Le 19 janvier, le Parti démocrate a perdu sa majorité qualifiée (60 % des sièges) au Sénat à l'issue d'une élection complémentaire destinée à pourvoir le siège du Massachusetts rendu vacant par le décès de Ted Kennedy. La minorité républicaine peut maintenant multiplier les tactiques dilatoires et empêcher la Chambre haute de s'entendre avec celle des représentants.

S'ils veulent vaincre ce genre d'obstruction systématique, les sénateurs démocrates devront recourir à une procédure rarement utilisée, ce qui n'est pas sans risque dans un contexte de morosité économique et à l'approche d'élections législatives en novembre.

Le porte-parole de la Maison-Blanche a laissé planer cette éventualité hier, tout en affirmant que le président cherche à trouver un terrain d'entente avec le parti d'opposition.

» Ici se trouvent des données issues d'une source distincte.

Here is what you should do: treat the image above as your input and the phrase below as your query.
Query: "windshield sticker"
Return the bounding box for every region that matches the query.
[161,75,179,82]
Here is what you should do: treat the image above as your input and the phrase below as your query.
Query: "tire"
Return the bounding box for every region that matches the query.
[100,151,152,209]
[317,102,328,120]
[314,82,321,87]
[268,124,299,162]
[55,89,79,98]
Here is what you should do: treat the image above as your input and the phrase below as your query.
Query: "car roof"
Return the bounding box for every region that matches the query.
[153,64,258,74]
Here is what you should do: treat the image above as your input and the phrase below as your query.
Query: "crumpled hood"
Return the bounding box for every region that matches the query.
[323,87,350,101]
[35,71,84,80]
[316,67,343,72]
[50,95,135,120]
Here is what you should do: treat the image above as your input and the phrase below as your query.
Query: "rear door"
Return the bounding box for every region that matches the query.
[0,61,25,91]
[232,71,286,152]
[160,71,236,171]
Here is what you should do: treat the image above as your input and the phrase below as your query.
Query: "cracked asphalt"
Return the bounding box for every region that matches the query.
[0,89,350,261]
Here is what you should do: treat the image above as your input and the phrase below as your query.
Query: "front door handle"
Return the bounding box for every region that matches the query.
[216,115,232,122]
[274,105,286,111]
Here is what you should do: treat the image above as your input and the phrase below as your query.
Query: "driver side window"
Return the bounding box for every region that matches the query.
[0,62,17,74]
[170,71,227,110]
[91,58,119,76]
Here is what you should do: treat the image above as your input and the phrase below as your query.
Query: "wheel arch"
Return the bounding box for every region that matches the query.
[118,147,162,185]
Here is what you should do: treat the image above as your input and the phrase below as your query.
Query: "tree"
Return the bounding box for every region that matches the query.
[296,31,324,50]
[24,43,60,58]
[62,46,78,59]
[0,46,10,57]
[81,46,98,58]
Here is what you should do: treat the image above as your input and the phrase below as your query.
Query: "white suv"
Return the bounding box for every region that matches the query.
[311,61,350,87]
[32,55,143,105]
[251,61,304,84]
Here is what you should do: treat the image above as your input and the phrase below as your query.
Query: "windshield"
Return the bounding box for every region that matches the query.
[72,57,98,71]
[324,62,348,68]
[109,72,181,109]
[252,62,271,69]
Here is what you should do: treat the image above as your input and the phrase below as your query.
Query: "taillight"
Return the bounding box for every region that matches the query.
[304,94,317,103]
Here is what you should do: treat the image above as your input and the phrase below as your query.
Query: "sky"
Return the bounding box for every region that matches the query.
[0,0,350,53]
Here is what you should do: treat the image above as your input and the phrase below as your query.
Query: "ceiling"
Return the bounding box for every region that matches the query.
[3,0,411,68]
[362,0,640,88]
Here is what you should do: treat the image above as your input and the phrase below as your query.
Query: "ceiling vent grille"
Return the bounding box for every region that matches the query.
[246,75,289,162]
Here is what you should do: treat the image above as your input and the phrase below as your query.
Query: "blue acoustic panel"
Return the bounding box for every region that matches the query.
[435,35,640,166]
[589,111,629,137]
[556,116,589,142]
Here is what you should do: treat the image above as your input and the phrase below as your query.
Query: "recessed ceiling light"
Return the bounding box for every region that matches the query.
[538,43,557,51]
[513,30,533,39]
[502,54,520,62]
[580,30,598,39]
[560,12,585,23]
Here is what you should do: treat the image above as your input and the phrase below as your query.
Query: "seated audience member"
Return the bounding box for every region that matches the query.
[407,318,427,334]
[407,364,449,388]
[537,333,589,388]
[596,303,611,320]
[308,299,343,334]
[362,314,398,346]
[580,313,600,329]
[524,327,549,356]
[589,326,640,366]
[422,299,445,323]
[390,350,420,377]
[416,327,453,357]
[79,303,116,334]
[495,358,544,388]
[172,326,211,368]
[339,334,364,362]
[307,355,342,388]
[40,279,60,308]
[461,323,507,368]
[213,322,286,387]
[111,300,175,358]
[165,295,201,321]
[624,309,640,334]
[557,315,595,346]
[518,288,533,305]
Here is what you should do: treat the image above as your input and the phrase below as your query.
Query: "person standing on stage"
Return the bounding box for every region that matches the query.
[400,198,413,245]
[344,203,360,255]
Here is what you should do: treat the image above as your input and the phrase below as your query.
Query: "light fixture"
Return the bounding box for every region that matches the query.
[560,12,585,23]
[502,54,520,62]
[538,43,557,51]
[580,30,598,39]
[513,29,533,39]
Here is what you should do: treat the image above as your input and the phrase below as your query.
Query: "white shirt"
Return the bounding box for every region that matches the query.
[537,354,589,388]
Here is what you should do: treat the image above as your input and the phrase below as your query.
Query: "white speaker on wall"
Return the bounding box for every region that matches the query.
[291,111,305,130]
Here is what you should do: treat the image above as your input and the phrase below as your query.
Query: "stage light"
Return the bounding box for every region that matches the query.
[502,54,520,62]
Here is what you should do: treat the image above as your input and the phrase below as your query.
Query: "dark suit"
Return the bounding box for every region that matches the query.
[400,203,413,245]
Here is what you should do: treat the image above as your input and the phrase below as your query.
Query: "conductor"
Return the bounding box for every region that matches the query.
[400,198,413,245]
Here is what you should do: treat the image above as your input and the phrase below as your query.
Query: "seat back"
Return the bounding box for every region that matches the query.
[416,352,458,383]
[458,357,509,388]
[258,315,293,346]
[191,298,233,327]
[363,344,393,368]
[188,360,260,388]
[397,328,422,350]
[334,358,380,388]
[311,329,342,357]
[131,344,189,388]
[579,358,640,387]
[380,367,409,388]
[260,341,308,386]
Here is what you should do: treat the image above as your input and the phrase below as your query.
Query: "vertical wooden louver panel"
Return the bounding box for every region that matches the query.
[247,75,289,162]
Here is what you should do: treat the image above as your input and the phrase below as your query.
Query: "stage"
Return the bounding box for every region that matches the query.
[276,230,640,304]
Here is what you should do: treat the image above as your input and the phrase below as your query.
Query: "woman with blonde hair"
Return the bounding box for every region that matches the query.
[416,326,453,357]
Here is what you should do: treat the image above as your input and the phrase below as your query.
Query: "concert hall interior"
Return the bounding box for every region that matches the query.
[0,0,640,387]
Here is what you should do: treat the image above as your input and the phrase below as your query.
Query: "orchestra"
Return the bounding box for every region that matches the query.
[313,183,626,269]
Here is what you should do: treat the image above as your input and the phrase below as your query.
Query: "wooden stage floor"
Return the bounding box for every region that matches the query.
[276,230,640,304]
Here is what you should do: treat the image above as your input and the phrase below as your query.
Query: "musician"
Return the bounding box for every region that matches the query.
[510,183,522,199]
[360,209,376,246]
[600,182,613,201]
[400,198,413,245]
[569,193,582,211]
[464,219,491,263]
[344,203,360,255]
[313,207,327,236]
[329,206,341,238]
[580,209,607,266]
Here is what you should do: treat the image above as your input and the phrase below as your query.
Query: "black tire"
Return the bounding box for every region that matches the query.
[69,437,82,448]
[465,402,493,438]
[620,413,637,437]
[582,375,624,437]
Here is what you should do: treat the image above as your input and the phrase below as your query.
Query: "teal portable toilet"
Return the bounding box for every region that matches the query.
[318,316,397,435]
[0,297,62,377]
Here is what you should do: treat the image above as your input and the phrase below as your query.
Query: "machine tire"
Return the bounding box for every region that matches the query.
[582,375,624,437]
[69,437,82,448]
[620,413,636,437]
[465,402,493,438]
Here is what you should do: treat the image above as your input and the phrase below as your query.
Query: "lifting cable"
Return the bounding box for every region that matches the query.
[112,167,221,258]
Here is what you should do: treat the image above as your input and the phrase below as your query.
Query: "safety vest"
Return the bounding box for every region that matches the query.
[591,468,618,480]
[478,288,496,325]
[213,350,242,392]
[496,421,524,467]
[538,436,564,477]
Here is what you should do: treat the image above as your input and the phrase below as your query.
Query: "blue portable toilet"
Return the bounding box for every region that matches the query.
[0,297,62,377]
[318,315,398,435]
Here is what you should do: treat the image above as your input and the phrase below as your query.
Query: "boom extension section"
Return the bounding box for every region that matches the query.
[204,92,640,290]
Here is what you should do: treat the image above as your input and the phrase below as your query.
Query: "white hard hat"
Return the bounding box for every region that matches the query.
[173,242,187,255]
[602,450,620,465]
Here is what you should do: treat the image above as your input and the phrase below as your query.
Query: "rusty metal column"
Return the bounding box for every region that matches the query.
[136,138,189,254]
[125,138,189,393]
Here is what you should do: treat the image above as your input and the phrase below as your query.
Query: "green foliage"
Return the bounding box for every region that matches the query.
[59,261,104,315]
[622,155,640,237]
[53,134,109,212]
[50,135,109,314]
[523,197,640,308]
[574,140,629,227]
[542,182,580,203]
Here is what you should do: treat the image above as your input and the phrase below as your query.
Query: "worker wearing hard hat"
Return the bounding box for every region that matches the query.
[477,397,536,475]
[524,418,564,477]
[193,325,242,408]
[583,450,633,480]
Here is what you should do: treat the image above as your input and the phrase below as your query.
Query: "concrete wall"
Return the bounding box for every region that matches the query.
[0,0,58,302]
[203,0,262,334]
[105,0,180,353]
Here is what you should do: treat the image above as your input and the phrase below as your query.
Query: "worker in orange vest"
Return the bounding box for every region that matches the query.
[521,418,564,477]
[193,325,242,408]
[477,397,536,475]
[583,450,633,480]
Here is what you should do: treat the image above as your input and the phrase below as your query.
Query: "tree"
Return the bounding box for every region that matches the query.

Si elle abandonne l'idée d'une assurance maladie offerte par l'État, la Maison-Blanche insiste beaucoup dans son document sur une bonification des programmes publics Medicaid, qui deviendrait accessible à un plus grand nombre de familles défavorisées, et Medicare, qui deviendrait plus généreux au chapitre des médicaments d'ordonnance. Ces propositions sont évidemment destinées à rassurer l'aile gauche du parti présidentiel.

Le chef de la minorité républicaine à la Chambre des représentants, John Boehner, a plutôt vu hier dans les nouvelles propositions de Barack Obama «la même prise de contrôle massive des soins de santé par l'État», dont les Américains ne veulent pas, selon lui.